If you didn’t hear The Cranberries song in your head when you read the headline of this column, you might also not think of the Dokken “Dream Warriors” song if I mention Nightmare on Elm Street 3.

That’s OK. Horror movies aren’t meant to sell music. They’re meant to sell characters, and, if luck and some decent directing pan out, a compelling story. TV networks will spend a lot of energy promoting horror films this month. Like the movies themselves, their well-known songs take years to establish a legacy.

However, some of my favorite songs are associated with horror films, or their concepts. While some are not really musical themes — like Jaws, Psycho, The Shining, Rosemary’s Baby or the creepy piano of The Exorcist — full songs can be as creepy as any repetitive music or memorable scenes or endings.

Many music fans remember the Vinnie Vincent Invasion for destroying expensive guitars in music videos or being Vinnie’s post-Kiss failed experiment, but “Love Kills” helped promote “Nightmare on Elm Street IV: The Dream” and helped launch the career of Mark Slaughter as a vocalist.

“The Lost Boys” is not a horror movie in the bloodiest tradition, but its vampire theme and brat-pack cast that includes Jason Patric, Corey Haim, Kiefer Sutherland, Jami Gertz, Corey Feldman, Dianne Wiest and Alex Winter make it the most hip Halloween film I can name. Gerald McMann’s “Cry Little Sister,” and “Lost in the Shadows” from Lou Gramm of Foreigner both came from this soundtrack, as did Echo & the Bunnymen’s cover of the The Doors’ “People Are Strange.”

At the other end of the popularity spectrum were the truly B-list horror films.

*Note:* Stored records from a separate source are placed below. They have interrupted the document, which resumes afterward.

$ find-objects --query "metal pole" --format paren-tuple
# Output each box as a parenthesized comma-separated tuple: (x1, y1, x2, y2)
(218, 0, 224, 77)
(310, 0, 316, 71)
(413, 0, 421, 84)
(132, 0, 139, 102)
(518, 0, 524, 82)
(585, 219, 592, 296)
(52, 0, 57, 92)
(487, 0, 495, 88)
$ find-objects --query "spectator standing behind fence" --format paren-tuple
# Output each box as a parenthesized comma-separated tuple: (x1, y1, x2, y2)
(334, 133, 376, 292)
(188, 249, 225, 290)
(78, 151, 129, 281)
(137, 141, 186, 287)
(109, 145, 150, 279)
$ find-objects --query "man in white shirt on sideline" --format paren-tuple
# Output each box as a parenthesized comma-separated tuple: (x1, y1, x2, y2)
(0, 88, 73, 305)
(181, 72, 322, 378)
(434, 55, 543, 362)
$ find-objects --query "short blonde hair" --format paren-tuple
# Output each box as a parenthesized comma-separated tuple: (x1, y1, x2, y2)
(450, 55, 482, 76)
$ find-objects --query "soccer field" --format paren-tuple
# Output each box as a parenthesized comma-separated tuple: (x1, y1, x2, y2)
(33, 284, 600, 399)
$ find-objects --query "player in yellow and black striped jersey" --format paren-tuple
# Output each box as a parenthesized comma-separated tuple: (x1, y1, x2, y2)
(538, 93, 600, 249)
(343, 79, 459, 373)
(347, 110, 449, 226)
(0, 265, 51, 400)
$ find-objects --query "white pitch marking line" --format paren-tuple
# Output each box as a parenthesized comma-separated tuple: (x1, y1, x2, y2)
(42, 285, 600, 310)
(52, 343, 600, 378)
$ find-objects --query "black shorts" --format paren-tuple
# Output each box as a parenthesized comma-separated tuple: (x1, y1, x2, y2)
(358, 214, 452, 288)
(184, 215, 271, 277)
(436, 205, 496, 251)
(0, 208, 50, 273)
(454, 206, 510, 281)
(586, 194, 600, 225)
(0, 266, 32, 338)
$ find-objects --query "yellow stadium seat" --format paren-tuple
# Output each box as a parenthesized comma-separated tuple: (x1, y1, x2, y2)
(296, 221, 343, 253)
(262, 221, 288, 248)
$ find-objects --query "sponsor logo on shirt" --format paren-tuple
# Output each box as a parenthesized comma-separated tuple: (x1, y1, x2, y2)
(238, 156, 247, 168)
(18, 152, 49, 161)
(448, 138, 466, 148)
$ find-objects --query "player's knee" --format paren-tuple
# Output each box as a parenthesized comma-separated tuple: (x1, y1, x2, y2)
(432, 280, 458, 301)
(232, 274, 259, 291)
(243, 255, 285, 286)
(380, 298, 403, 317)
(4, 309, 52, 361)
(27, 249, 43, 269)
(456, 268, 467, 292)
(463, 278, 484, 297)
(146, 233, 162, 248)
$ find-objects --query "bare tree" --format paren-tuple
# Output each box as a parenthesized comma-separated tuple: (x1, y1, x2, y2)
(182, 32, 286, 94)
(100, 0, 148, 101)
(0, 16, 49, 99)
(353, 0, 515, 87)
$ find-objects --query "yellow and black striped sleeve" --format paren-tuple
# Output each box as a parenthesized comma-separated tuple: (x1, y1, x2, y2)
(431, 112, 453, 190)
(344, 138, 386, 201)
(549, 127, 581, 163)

Even the least known of these had at least one sequel to try to get it right.

“Sleepaway Camp II: Unhappy Campers” produced a few good songs on its soundtrack, include Anvil’s “Straight Between the Eyes.” This soundtrack is one measure of a true horror movie geek. If you know this song, you watched a lot of late-night HBO in the 1980s.

Some songs sound almost too fun and upbeat to be horror themes. Kulu Shakar’s cover of Deep Purple’s “Hush” for the “I Know What You Did Last Summer” soundtrack is way too much fun for the genre, as you can picture a band smiling while playing the song — unless it’s supposed to be a maniacal smile, maybe.

The soundtrack doesn’t get any darker with Offspring and Type O Negative songs. Only L7’s “This Ain’t the Summer of Love” salvages some anger.

Speaking of “I Know What You Did Last Summer,” the soundtrack for “Scream” isn’t much better, with the exception of including the Alice Cooper classic “School’s Out.” It’s like all 1990s horror producers either plugged in the so-called alternative blandness of the era or relied on screamer “killing music” to get their points across.

As there aren’t really radio stations promoting songs and films together anymore —with the possible exceptions of the Disney realm — we might never return to an era where familiar choruses or anthems are associated with films or famous scenes. In fact, famous scenes or lines seem to be dying off as well.

As someone who was born on Friday, July 13, 1972 myself, and whose first five months of his life spell both his name and his movie namesake (JASON = July, August, September, October, November), you’d think I was destined to love the horror film genre. Yet it was really the 80s hair-band hits that pulled me into them.

I’ll miss the ways music and film used to be combined.